In a statement posted online just before midnight, Mr. Rosselló, 40, said he would step down on Aug. 2.
He said his successor for the moment would be the secretary of justice, Wanda Vázquez, a former district attorney who once headed the island’s office of women’s affairs. Ms. Vázquez was next in line under the commonwealth’s Constitution because the secretary of state, who would have succeeded Mr. Rosselló as governor, resigned last week when he also was caught up in a chat scandal that enveloped the administration.
But the governor appeared to leave open the possibility that a different successor could be in place by the time he steps down.
His ouster by popular demand meant more to Puerto Ricans than a rejection of Mr. Rosselló’s administration. It amounted to a resounding repudiation of decades of mismanagement and decline that everyday people blamed on politicians in San Juan and Washington.
Mr. Rosselló began his announcement by citing some of the accomplishments of his administration, including passing a balanced budget with no layoffs of public employees, fighting corruption, establishing positive economic growth and lowering taxes. “We raised the salary of teachers in the middle of a bankruptcy,” he said.
He added: “I hope this decision serves as a call to citizen reconciliation.”
Hundreds of protesters outside La Fortaleza, the governor’s official residence, went suddenly silent on Wednesday night when Mr. Rosselló’s message began to air after hours of delay, with groups huddled around cellphones to listen. The crowd, shouting, grew restless as the 14-minute statement dragged on, but it burst into thunderous applause the moment he announced he would resign. Puerto Rican flags shot into the air and the drumbeats began, to chants of “¡Oé! ¡Oé ¡Oé!”

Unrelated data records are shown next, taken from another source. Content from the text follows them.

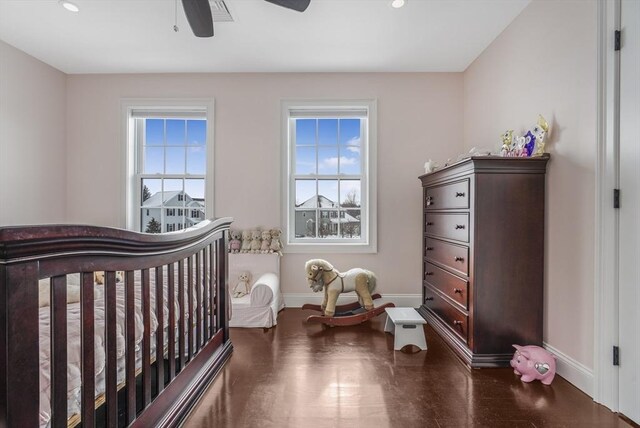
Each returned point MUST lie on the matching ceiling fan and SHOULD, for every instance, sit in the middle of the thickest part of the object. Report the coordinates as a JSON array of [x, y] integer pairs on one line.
[[199, 13]]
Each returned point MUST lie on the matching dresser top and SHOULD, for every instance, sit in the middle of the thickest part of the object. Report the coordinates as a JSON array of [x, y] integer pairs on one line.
[[489, 165]]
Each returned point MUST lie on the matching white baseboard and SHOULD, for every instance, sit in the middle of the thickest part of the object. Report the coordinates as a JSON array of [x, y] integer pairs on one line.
[[296, 300], [576, 373]]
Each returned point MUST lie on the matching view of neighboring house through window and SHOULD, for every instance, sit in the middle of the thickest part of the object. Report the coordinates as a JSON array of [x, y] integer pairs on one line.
[[329, 153], [171, 166]]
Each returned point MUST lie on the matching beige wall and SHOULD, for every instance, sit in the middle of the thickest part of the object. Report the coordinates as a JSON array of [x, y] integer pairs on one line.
[[32, 140], [545, 62], [419, 117]]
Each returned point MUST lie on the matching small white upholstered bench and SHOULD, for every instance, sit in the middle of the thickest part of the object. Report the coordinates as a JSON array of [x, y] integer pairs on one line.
[[406, 325]]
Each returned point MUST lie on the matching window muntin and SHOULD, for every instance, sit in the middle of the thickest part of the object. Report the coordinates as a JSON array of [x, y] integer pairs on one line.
[[328, 185], [171, 169]]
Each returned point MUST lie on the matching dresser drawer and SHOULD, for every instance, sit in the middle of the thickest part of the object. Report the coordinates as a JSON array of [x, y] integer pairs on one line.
[[451, 226], [448, 196], [454, 319], [450, 285], [455, 257]]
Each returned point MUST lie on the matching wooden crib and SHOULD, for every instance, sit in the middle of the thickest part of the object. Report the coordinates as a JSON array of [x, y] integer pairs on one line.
[[189, 349]]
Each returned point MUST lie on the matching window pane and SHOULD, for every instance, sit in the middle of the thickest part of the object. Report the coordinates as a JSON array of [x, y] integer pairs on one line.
[[175, 160], [197, 132], [328, 160], [196, 160], [305, 226], [150, 220], [328, 227], [306, 194], [328, 131], [176, 132], [154, 132], [350, 160], [350, 131], [195, 189], [305, 132], [153, 160], [350, 224], [328, 193], [350, 191], [305, 160]]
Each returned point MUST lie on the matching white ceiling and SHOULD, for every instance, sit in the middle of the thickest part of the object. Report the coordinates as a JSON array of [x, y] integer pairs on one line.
[[136, 36]]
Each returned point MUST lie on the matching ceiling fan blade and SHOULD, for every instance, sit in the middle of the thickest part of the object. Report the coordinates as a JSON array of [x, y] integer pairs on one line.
[[199, 16], [299, 5]]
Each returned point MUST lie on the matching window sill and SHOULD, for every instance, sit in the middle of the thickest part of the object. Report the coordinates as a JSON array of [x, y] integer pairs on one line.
[[320, 248]]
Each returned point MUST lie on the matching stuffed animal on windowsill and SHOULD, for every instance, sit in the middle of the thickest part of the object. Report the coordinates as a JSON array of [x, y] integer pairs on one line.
[[266, 242], [243, 287], [246, 241], [256, 242], [235, 244]]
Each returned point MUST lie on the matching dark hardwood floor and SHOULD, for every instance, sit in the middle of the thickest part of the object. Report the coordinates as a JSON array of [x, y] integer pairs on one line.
[[305, 375]]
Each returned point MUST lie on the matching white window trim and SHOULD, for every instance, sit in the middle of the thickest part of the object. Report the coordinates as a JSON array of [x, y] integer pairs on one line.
[[130, 210], [368, 197]]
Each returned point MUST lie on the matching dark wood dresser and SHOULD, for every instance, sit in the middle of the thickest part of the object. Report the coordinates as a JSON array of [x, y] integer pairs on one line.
[[483, 255]]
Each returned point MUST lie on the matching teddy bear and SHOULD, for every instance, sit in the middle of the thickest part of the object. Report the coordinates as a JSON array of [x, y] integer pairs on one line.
[[246, 241], [235, 244], [256, 242], [243, 287], [276, 244], [266, 242]]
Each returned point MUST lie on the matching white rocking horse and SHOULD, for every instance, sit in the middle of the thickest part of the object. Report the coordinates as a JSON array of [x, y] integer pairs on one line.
[[322, 275]]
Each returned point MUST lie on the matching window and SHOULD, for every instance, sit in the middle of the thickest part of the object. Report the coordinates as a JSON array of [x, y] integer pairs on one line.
[[169, 164], [330, 176]]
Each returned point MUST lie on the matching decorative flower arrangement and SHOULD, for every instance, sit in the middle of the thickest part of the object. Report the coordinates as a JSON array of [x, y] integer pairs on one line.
[[530, 144]]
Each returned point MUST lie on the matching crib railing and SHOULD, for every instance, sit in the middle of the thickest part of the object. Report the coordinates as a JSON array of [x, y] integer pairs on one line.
[[190, 266]]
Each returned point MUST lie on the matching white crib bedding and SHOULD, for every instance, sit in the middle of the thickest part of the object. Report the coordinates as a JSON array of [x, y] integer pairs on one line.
[[74, 356]]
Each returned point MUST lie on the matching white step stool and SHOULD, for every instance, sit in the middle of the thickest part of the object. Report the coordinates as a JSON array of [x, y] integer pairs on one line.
[[406, 325]]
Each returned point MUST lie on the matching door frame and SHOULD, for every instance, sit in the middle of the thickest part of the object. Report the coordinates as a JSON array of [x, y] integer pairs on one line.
[[606, 287]]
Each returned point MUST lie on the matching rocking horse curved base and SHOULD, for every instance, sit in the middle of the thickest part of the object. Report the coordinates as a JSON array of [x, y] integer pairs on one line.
[[349, 314]]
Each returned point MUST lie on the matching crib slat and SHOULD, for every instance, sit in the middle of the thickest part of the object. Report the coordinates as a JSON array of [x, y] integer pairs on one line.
[[111, 368], [190, 297], [130, 365], [160, 331], [223, 293], [172, 321], [181, 321], [205, 296], [146, 338], [88, 351], [59, 351], [198, 301]]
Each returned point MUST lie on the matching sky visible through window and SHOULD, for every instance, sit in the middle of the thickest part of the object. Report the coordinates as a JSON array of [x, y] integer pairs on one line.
[[330, 147]]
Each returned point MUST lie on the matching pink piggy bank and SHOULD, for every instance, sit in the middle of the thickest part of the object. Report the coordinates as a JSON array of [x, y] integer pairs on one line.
[[534, 362]]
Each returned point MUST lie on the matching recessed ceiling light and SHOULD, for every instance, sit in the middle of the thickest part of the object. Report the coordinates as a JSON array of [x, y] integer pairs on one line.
[[71, 7]]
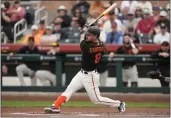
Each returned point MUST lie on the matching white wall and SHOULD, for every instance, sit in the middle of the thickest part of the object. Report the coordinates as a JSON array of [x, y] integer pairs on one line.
[[143, 82]]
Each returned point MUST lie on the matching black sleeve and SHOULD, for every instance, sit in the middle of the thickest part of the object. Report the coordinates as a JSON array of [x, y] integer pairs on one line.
[[84, 46], [73, 9], [21, 50], [119, 50], [155, 54]]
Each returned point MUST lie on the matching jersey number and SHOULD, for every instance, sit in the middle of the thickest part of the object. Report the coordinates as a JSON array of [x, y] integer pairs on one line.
[[97, 58]]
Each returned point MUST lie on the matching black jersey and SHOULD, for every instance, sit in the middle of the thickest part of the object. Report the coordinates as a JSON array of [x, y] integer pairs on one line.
[[91, 54]]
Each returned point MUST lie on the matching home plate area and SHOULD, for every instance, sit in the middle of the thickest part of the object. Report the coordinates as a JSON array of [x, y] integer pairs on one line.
[[84, 114], [75, 112]]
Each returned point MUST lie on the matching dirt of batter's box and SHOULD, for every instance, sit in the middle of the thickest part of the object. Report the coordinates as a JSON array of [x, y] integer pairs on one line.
[[84, 97], [38, 111]]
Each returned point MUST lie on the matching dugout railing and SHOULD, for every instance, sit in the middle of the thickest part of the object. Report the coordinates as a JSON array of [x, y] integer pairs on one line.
[[77, 58]]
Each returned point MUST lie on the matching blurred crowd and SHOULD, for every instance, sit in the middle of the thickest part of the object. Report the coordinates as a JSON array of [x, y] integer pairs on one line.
[[143, 21]]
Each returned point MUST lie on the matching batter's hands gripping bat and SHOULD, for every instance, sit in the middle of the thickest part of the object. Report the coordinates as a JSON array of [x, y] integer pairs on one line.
[[104, 13]]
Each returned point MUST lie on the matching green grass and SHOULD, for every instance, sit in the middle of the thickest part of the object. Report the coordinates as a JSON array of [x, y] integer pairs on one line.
[[77, 104]]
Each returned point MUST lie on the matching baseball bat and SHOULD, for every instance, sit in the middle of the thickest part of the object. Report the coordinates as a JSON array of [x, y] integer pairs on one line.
[[104, 13]]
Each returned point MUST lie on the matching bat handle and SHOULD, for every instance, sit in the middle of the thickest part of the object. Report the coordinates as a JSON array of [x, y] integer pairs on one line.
[[95, 20]]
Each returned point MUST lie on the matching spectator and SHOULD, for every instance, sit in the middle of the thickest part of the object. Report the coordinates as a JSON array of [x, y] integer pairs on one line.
[[65, 19], [96, 7], [162, 36], [163, 66], [57, 20], [17, 12], [146, 25], [146, 5], [34, 34], [163, 19], [6, 22], [130, 22], [134, 36], [26, 67], [138, 13], [72, 34], [42, 26], [83, 6], [123, 15], [156, 13], [57, 30], [168, 11], [81, 19], [112, 18], [129, 69], [125, 4], [114, 37], [48, 77], [48, 38]]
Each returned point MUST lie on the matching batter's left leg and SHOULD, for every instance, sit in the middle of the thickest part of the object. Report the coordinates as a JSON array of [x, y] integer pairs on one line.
[[91, 86]]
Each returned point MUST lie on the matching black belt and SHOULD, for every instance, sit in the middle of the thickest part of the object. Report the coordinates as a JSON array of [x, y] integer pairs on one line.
[[127, 67], [85, 72]]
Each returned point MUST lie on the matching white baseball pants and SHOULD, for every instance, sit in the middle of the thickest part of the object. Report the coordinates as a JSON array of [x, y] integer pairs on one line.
[[23, 69], [103, 78], [90, 82], [130, 73]]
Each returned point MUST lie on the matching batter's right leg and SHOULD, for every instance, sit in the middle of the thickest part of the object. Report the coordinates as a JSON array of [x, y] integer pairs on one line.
[[74, 85], [20, 70], [103, 78]]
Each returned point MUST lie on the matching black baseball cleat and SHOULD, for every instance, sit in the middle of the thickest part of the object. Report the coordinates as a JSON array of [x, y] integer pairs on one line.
[[51, 109], [122, 108]]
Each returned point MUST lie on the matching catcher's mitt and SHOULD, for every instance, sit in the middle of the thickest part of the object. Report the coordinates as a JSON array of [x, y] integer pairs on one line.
[[154, 74]]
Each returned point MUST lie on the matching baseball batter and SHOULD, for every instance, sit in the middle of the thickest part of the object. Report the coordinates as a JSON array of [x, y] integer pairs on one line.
[[88, 77]]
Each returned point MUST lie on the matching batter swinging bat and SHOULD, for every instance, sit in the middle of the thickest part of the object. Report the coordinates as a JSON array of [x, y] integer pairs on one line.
[[104, 13]]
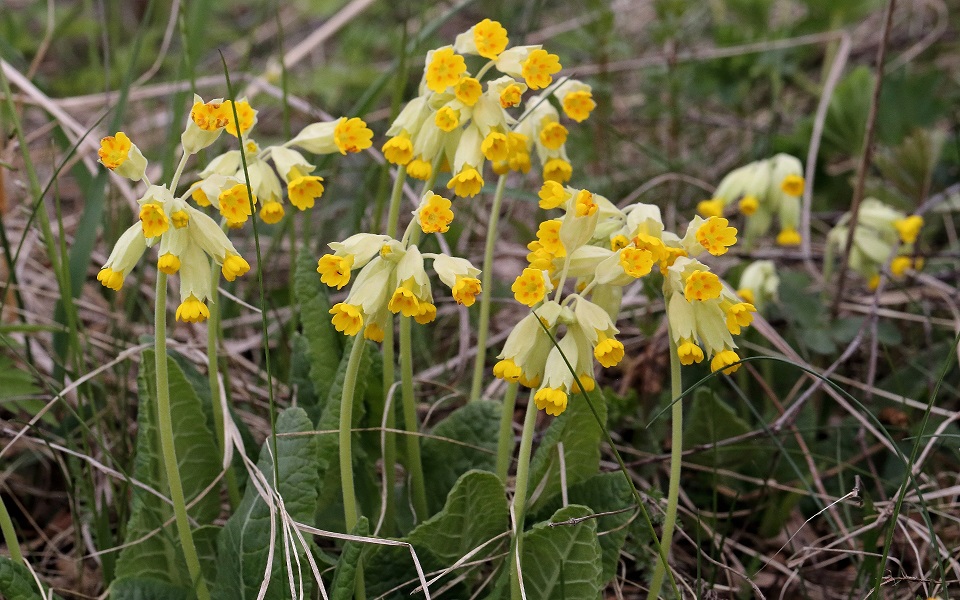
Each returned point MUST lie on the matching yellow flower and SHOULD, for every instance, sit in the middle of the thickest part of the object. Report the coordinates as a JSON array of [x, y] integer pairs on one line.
[[553, 135], [789, 237], [792, 185], [304, 191], [539, 67], [153, 220], [467, 183], [180, 219], [192, 310], [447, 118], [710, 208], [716, 236], [426, 313], [398, 150], [434, 214], [552, 195], [748, 205], [168, 263], [724, 359], [507, 370], [235, 203], [468, 90], [352, 135], [530, 287], [584, 205], [335, 270], [234, 266], [551, 400], [496, 146], [557, 169], [444, 69], [636, 262], [578, 105], [110, 278], [608, 352], [739, 315], [465, 290], [246, 114], [909, 228], [689, 352], [404, 301], [702, 285], [271, 212], [347, 318], [419, 169], [490, 38], [510, 96]]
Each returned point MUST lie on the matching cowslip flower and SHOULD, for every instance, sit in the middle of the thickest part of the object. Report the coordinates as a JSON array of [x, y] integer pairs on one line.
[[122, 156]]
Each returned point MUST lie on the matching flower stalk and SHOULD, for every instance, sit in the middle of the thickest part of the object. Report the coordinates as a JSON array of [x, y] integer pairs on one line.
[[165, 427]]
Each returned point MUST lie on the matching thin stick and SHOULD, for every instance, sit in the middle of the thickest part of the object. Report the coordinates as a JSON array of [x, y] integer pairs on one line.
[[866, 155]]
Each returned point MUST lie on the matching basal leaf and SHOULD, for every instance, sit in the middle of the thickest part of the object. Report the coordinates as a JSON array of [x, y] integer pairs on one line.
[[465, 440], [243, 544], [345, 577], [578, 431], [562, 562], [156, 555], [17, 583]]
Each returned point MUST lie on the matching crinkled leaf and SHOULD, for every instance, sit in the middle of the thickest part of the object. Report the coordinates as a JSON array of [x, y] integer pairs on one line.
[[476, 511], [581, 436], [345, 577], [243, 544], [157, 556], [17, 583], [328, 446], [562, 562], [465, 440], [325, 345], [604, 493]]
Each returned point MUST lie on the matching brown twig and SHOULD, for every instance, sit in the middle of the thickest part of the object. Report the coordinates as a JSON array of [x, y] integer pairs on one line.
[[866, 155]]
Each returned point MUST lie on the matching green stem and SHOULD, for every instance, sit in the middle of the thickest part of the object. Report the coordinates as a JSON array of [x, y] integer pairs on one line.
[[520, 492], [213, 377], [350, 513], [676, 454], [10, 535], [505, 439], [389, 372], [165, 427], [487, 286], [418, 487]]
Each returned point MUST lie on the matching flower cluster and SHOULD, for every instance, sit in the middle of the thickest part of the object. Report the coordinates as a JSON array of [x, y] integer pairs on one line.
[[392, 275], [604, 248], [187, 239], [461, 122], [881, 230], [762, 189], [290, 168]]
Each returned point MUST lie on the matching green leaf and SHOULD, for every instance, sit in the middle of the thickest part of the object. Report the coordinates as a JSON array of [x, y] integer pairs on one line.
[[157, 556], [328, 446], [325, 343], [476, 511], [17, 583], [710, 420], [345, 578], [606, 492], [578, 431], [244, 542], [147, 589], [476, 427], [562, 562]]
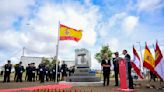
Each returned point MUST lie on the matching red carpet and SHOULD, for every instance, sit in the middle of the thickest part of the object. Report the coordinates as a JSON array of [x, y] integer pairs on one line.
[[56, 86]]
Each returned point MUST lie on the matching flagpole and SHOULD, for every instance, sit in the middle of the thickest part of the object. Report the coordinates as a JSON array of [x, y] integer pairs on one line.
[[57, 50], [141, 57]]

“I’m overjoyed. We did it, we did it,” said Meralys Lebrón, 28, as she danced with friends to the beat of the drums. “This matters to everyone in Puerto Rico. He showed us he was not the leader we need right now.”
“This is historic. Absolutely historic,” Aixa González, 28, said. “I have never seen anything like this and I can’t even put it into words. This is what he gets, this is justice.”